20 years of Agile Manifesto

The Agile Manifesto set forth a revolution in the software industry when it was introduced, until today. The use of Agile Methodology has grown well beyond software, however, the original focus of the Agile Manifesto was Software Development (The title of the Manifesto is, “Manifesto for Agile Software Development”). Not only has it grown beyond software, but it has grown beyond commercial organizations as well.

As Agile became more widely known, an ecosystem formed that included the people who were doing Agile software development and the people as well as organizations who helped them through consulting, training, frameworks, and tools. The concept of agile seems elusive and continuously changes, but no business leader can hope to be successful in the current market without using Agile.

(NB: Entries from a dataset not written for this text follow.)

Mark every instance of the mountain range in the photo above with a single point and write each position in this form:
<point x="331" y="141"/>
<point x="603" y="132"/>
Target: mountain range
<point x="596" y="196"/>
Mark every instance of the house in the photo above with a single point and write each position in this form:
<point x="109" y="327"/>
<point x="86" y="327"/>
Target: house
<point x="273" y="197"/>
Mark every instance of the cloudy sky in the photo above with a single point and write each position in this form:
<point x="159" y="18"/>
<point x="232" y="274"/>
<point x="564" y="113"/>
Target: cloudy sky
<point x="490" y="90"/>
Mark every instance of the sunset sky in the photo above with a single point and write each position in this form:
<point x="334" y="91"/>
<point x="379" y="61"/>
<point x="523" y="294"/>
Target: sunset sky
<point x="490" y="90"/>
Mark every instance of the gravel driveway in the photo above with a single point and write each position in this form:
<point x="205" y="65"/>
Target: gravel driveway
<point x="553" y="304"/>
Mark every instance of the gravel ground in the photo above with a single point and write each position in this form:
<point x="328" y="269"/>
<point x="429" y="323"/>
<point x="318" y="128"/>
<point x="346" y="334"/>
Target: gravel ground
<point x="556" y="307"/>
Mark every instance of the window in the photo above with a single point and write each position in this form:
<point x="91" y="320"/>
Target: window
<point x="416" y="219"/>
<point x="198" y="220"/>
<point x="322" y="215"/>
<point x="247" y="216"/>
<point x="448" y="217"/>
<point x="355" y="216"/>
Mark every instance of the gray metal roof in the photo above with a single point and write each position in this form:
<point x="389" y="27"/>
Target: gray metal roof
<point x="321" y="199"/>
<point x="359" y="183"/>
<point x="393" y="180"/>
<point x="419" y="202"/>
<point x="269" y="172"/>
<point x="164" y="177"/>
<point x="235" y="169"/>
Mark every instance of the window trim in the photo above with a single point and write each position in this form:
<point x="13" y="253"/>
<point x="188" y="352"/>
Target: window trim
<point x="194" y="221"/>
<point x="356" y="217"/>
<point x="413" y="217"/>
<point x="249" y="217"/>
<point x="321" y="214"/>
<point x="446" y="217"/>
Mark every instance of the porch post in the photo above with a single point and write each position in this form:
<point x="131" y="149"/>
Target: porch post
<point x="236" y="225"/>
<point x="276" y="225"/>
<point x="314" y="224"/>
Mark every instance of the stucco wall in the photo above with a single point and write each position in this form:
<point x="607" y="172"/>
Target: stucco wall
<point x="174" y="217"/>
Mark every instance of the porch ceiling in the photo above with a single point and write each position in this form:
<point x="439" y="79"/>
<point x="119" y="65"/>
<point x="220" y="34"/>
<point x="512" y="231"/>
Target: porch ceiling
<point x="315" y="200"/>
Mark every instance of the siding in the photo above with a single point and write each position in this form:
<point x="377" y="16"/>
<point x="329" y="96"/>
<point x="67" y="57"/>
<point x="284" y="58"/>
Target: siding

History of Agile Manifesto

Due to a development boom, there were multiple ways to develop software in the beginning. But there wasn’t a consistent way of  describing the different ways to develop software until a group of 17 people thought, “We’re all doing these different approaches to developing software. We ought to get together and see where there are commonalities in what we’re thinking about.” The result was a meeting at a ski resort in Snowbird, Utah in 2001.

When they got together, they did some skiing and also discussed where their approaches to software development had commonalities and differences.

They didn’t agree upon a lot of things, but there were a few things that they were able to agree upon, and that ended up becoming the Manifesto for Agile Software Development. The two main things the Agile Manifesto did was to provide a set of value statements that form the foundation for Agile software development and to coin the term Agile software development itself.

Agile Manifesto

We are uncovering better ways of developing software by doing it and helping others do it.

Through this work we have come to value:

  1. Individuals and interactions over processes and tools
  2. Working software over comprehensive documentation
  3. Customer collaboration over contract negotiation
  4. Responding to change over following a plan

That is, while there is value in the items on the right, we value the items on the left more.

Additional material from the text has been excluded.